I was also intent on rectifying a previous mistake. I had been wrong about Bosnia, and I had, in a way that no swift-fingered blogger could ever understand, anguished over Srebrenica and a return to Europe of horrors long thought gone. I had been to Bosnia and seen in its twisting, darkly forested mountain roads a kind of Balkan Ho Chi Min Trail—impossible terrain that the locals could use to stop an army. Stay out, I cautioned.

I had learned the wrong lesson from that war, and I also learned a wrong lesson from the first Gulf War, which I had supported. Predictions of a quagmire had not materialized, and neither had predictions that the vaunted Arab street—what we now might call terrorism—would erupt and friendly regimes would topple. The lesson now was that force could actually work and save lives.

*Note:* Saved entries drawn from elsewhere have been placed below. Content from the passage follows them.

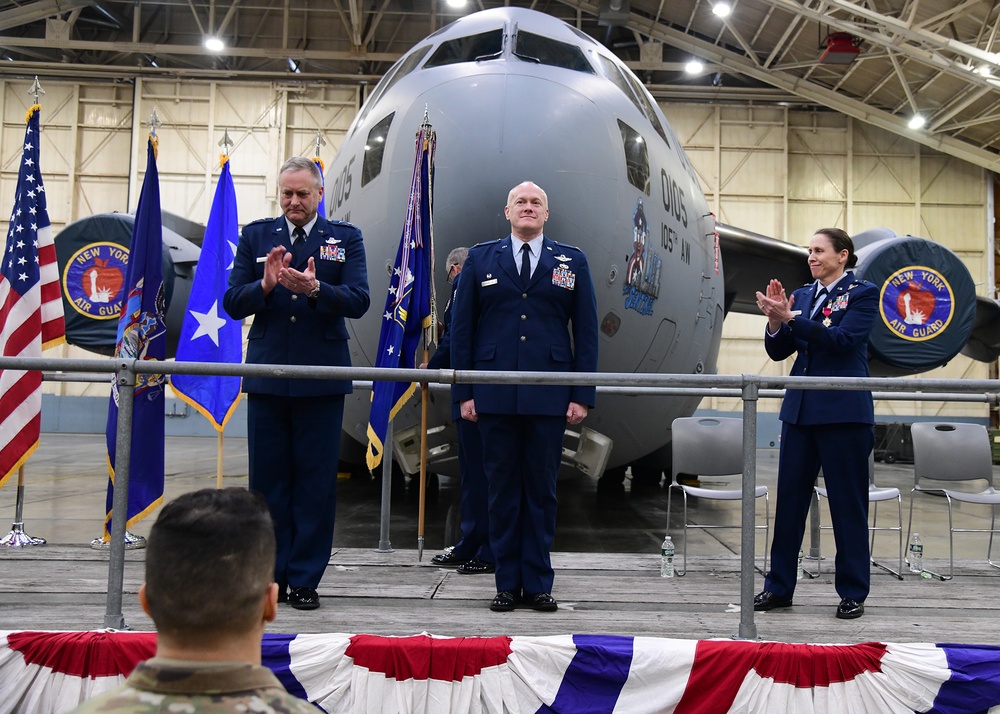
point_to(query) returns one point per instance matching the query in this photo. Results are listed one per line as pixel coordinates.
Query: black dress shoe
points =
(303, 599)
(543, 602)
(767, 600)
(448, 558)
(503, 602)
(475, 567)
(849, 609)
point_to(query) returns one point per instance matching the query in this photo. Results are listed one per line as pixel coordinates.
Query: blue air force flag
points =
(142, 336)
(208, 333)
(408, 303)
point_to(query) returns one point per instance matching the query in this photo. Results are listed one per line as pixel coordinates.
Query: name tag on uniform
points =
(332, 252)
(563, 277)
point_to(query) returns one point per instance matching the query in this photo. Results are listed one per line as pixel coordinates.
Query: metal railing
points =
(748, 387)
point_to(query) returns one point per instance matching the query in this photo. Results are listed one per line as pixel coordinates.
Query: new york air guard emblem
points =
(94, 278)
(917, 303)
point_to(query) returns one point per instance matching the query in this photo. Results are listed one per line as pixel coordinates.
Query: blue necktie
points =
(298, 242)
(525, 265)
(820, 297)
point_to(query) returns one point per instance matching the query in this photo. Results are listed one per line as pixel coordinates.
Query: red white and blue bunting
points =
(52, 672)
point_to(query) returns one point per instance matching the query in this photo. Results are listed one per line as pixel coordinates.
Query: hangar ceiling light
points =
(841, 48)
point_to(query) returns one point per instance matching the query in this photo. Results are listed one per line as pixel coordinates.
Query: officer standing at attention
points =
(826, 325)
(472, 554)
(524, 303)
(299, 276)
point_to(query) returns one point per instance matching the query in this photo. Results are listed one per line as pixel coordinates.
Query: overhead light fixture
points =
(841, 48)
(612, 12)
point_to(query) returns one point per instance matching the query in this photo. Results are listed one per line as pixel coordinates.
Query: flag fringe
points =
(191, 402)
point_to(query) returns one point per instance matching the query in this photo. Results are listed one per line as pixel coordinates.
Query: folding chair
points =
(876, 495)
(710, 446)
(954, 452)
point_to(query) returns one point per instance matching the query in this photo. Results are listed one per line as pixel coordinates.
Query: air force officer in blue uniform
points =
(299, 276)
(524, 303)
(472, 554)
(826, 324)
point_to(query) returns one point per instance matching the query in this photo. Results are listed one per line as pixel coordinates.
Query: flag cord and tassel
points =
(17, 538)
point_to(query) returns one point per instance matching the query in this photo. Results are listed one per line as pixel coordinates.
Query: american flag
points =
(31, 317)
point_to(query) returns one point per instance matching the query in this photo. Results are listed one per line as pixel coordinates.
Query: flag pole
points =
(17, 538)
(423, 460)
(218, 461)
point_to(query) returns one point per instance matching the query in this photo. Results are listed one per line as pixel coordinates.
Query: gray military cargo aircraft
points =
(515, 95)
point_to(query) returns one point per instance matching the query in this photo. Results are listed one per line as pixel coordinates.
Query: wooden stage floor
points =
(606, 561)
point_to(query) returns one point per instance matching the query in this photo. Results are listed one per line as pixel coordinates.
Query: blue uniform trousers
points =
(474, 500)
(521, 459)
(842, 451)
(294, 449)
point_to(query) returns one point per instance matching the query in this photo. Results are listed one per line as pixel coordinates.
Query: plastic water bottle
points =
(916, 554)
(667, 558)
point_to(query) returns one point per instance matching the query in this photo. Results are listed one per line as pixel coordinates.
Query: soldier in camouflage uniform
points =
(210, 591)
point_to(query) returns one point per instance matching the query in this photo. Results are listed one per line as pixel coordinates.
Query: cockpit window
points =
(633, 90)
(636, 157)
(543, 50)
(375, 150)
(399, 70)
(488, 45)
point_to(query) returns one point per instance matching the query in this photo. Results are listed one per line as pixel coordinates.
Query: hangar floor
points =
(606, 559)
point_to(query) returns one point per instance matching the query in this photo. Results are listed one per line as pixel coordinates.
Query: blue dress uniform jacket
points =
(294, 425)
(840, 350)
(831, 430)
(500, 327)
(548, 326)
(292, 329)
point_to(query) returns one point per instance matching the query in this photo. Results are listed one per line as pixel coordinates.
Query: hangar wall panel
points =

I had been to Iraq, but I didn’t know what I didn’t know. One of those things, certainly, is how little we understood the society—an ignorance so profound I don’t think 100,000 more troops would have made a difference. We, journalists and government alike, listened to the wrong people and came away smug in ignorance—no one smugger than Rummy. Even with the evidence before his eyes, he saw a nation that was not there.

I was miserably wrong in my judgment and somewhat emotional, and whenever my resolve weakened, as it did over time, I steadied myself by downing belts of inane criticism from the likes of Michael Moore or “realists” like Brent Scowcroft, who had presided over the slaughter of the Shiites. I favored the war not for oil or empire (what silliness!) or Israel but for all the reasons that made me regret Bosnia, Rwanda, and every other time when innocents were being killed and nothing was done to stop it. I owe it to Tony Judt for giving me the French ex-Stalinist Pierre Courtade, who, wrongheaded though he might have been, neatly sums it all up for me: “You and your kind were wrong to be right; we were right to be wrong.”